Fintech firms globally raised a record $22.8 billion in the first quarter of 2021, more than double the previous quarter, according to a report from CB Insights, a data platform.
Fintechs raised $22.8 billion across 614 deals, compared to $10.8 billion across 560 deals in the last quarter of 2020. The record beats the $22.3 billion raised in the second quarter of 2018, which included Ant Financial’s historic $14 billion funding round in China.
Large rounds of over $100 million, accounting for 69 percent of total funding in the quarter, drove the boom, at a time when digital payments, investing, insurance and more has become mainstream during the COVID-19 pandemic as people stay at home.
Investing app Robinhood, payments firm Stripe, short term loan provider Klarna and Chinese financial security firm Paradigm raised the biggest rounds of the quarter- aggregating to $5.7 billion.
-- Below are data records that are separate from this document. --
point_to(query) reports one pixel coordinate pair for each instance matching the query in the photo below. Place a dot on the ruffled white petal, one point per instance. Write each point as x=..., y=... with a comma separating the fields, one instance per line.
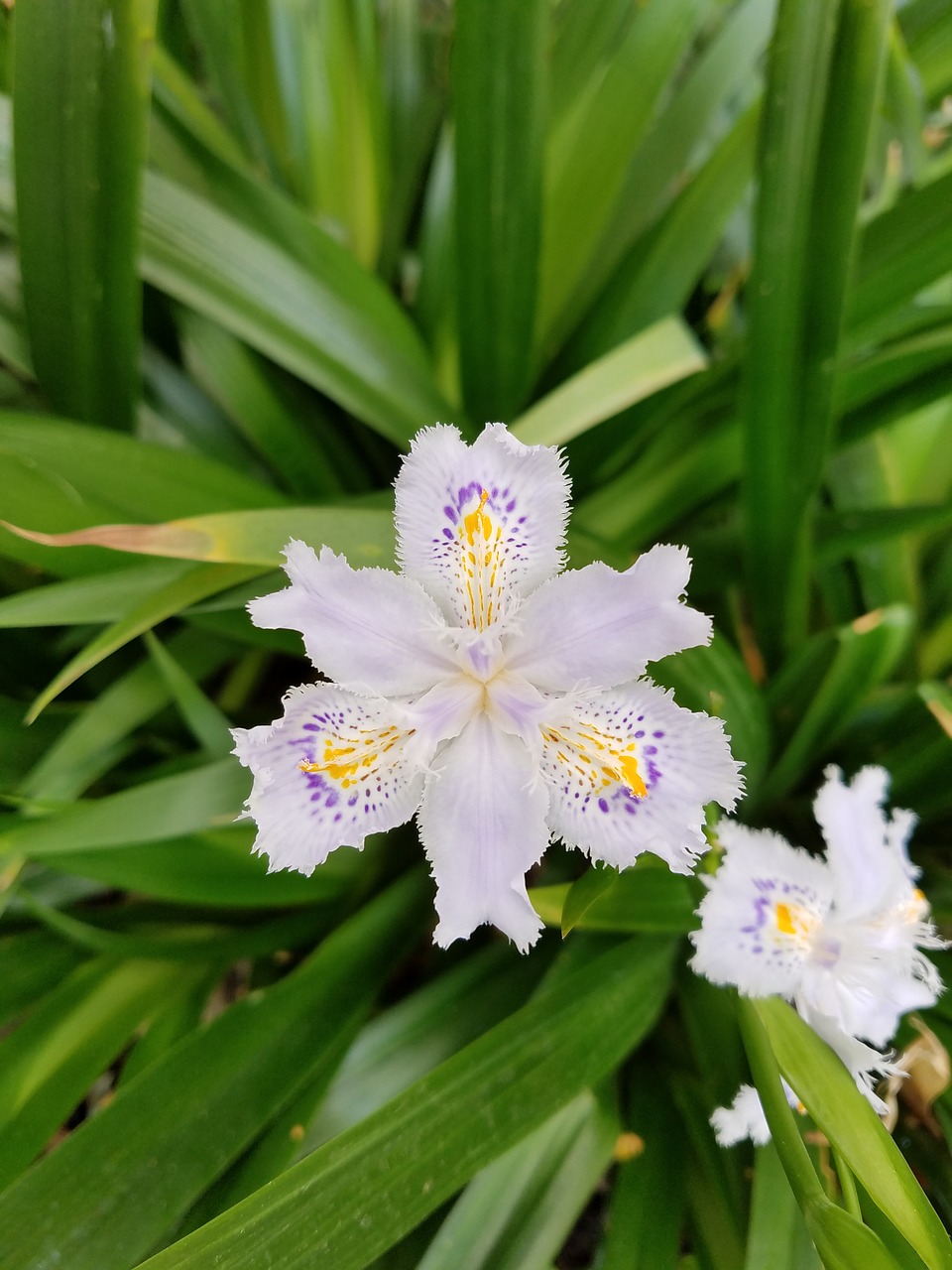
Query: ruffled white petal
x=743, y=1119
x=480, y=525
x=865, y=852
x=370, y=630
x=334, y=769
x=483, y=824
x=630, y=771
x=761, y=912
x=598, y=627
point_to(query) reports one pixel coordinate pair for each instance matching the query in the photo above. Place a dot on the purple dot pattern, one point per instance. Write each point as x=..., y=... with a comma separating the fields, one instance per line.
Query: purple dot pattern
x=777, y=905
x=333, y=770
x=481, y=549
x=480, y=526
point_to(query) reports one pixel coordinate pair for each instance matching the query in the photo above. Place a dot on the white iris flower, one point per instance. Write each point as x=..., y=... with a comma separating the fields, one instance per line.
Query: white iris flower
x=486, y=690
x=839, y=938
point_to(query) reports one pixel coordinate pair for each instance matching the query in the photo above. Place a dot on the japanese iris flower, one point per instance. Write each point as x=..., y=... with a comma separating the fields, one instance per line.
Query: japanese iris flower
x=488, y=691
x=839, y=937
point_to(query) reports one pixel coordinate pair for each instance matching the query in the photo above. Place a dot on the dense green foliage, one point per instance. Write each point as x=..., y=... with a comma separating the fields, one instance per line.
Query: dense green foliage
x=248, y=248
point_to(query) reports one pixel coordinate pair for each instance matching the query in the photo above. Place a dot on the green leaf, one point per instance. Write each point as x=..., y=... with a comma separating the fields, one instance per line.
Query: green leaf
x=333, y=324
x=499, y=89
x=593, y=884
x=99, y=734
x=204, y=720
x=79, y=151
x=50, y=1061
x=829, y=1093
x=715, y=680
x=214, y=869
x=648, y=1199
x=902, y=250
x=520, y=1210
x=844, y=1242
x=32, y=962
x=416, y=1034
x=592, y=143
x=643, y=365
x=354, y=1198
x=259, y=538
x=777, y=1236
x=148, y=813
x=393, y=1051
x=175, y=91
x=139, y=480
x=846, y=532
x=280, y=422
x=169, y=599
x=172, y=1130
x=662, y=268
x=721, y=75
x=327, y=80
x=865, y=654
x=823, y=80
x=81, y=601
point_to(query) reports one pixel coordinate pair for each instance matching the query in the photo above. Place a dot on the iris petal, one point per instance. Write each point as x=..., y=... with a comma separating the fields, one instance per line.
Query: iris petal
x=334, y=769
x=631, y=771
x=483, y=824
x=480, y=526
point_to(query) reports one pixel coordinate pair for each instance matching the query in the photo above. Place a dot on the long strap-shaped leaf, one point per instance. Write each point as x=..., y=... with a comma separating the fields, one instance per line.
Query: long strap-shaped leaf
x=821, y=90
x=331, y=324
x=130, y=1174
x=80, y=100
x=358, y=1196
x=499, y=103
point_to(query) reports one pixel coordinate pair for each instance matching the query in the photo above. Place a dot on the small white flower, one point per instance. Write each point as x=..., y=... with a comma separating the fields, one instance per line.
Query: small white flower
x=488, y=690
x=743, y=1119
x=839, y=938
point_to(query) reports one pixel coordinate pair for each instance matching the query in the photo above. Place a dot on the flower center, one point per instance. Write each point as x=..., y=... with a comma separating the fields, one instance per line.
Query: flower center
x=796, y=922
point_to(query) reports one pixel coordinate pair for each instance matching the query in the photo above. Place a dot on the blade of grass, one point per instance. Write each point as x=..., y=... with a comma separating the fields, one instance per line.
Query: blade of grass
x=643, y=365
x=80, y=104
x=231, y=539
x=499, y=94
x=359, y=1194
x=823, y=81
x=175, y=1128
x=197, y=584
x=334, y=325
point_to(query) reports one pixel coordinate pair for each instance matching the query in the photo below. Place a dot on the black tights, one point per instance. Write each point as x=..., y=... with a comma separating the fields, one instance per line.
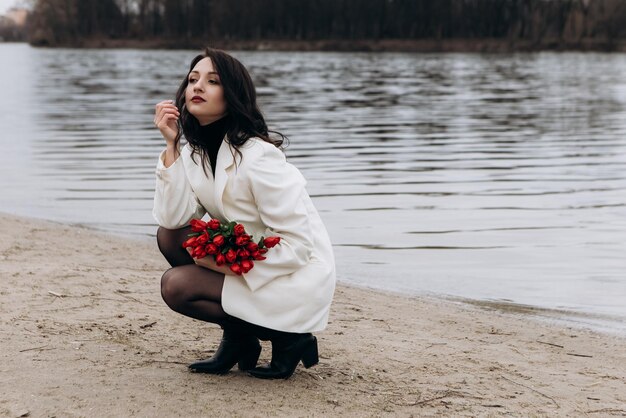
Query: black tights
x=187, y=288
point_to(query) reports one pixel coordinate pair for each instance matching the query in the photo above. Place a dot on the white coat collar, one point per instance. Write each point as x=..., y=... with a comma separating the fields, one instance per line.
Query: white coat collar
x=225, y=161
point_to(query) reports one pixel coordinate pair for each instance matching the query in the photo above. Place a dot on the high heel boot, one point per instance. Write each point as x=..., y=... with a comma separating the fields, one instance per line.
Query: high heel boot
x=287, y=351
x=236, y=347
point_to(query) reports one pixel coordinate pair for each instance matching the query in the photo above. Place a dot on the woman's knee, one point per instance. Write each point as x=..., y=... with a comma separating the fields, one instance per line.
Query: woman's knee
x=165, y=240
x=172, y=290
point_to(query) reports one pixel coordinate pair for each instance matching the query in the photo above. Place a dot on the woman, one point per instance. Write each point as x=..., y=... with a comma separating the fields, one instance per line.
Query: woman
x=231, y=169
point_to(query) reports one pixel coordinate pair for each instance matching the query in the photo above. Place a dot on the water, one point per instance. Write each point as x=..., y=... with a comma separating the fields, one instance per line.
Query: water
x=490, y=177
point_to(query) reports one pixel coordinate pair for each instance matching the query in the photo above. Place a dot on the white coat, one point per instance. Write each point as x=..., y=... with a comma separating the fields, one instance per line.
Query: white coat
x=293, y=288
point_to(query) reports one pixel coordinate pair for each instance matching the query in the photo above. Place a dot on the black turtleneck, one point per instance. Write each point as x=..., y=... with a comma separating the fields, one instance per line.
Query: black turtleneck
x=212, y=136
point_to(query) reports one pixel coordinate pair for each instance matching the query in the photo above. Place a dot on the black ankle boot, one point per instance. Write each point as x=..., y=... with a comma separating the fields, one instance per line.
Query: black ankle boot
x=287, y=351
x=235, y=347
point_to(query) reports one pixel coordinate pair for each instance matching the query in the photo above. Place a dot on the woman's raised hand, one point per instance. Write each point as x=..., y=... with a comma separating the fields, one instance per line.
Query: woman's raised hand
x=166, y=119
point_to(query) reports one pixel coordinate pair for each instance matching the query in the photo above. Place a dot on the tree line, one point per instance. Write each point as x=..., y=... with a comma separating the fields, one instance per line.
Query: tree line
x=571, y=22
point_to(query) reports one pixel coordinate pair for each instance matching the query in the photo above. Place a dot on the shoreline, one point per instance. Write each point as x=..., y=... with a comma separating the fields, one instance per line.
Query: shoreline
x=479, y=45
x=598, y=322
x=86, y=333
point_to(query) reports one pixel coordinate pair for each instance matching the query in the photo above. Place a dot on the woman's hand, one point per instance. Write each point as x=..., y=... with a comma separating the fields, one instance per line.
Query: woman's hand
x=166, y=119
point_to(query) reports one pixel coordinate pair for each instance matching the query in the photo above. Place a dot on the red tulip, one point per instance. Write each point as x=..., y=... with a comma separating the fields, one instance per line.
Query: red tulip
x=202, y=239
x=242, y=240
x=218, y=240
x=239, y=230
x=211, y=249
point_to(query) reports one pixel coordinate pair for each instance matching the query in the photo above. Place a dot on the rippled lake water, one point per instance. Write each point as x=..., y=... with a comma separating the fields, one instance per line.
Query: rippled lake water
x=489, y=177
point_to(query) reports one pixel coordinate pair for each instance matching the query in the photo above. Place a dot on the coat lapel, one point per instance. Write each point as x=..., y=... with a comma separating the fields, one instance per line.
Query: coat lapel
x=224, y=161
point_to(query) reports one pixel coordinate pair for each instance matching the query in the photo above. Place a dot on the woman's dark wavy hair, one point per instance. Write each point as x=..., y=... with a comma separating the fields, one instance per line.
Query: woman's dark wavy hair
x=241, y=106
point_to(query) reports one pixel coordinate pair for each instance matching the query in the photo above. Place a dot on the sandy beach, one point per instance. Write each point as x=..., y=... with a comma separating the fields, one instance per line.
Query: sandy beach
x=85, y=333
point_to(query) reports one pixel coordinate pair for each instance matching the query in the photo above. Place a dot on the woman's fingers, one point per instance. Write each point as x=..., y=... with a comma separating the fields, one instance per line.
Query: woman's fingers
x=163, y=108
x=166, y=118
x=165, y=114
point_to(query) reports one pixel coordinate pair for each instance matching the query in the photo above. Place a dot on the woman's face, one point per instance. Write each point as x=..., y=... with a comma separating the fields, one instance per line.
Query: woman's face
x=204, y=96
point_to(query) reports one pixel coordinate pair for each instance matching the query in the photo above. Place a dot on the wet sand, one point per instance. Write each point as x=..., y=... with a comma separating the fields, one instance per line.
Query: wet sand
x=85, y=333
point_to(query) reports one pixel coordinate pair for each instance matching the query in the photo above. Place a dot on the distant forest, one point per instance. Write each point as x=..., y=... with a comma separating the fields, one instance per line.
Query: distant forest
x=332, y=24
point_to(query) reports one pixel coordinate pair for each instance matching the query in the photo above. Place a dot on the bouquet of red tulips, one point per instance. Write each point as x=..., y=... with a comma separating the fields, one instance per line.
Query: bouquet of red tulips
x=227, y=243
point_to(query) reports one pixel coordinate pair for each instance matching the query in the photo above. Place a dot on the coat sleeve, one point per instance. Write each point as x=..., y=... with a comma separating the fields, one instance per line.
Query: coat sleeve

European fintechs raised $5.04 billion in the quarter, a 180 percent rise from $1.8 billion the previous quarter, while in the US, despite being the most mature market, it nearly doubled to $12.8 billion from $6.8 billion. Asia, the second largest market, raised $3.6 billion, compared to $1.9 billion the previous quarter.
Indian fintech also has been on a tear, with credit card payments firm Cred, payments gateway Razorpay and lender BharatPe being valued at $2 billion, $3 billion and $950 million- increases in a very short period.
Mergers, acquisitions and Initial Public Offerings by fintechs too shot up during the quarter, with 11 IPOs and 67 M&A deals, compared to 10 and 50 the previous quarter. Many of these companies also went public via Special Purpose Acquisition Companies, or SPACs- a newly popular option whereby startups can list with fewer regulatory requirements than ever before. Brokerage firms Bakkt and eToro, personal finance startup SoFi and neobank MoneyLion all went public via this route.
However, fintech IPOs have broadly lagged the S&P 500 benchmark index, underperforming relative to other technology sectors and the stock market as a whole, the report said.Among sub-sectors of fintech, payments, digital lending, small and medium businesses and wealth management grew the fastest in terms of funding they received, while banking, capital markets and insurance saw investments slow down compared to the previous quarter.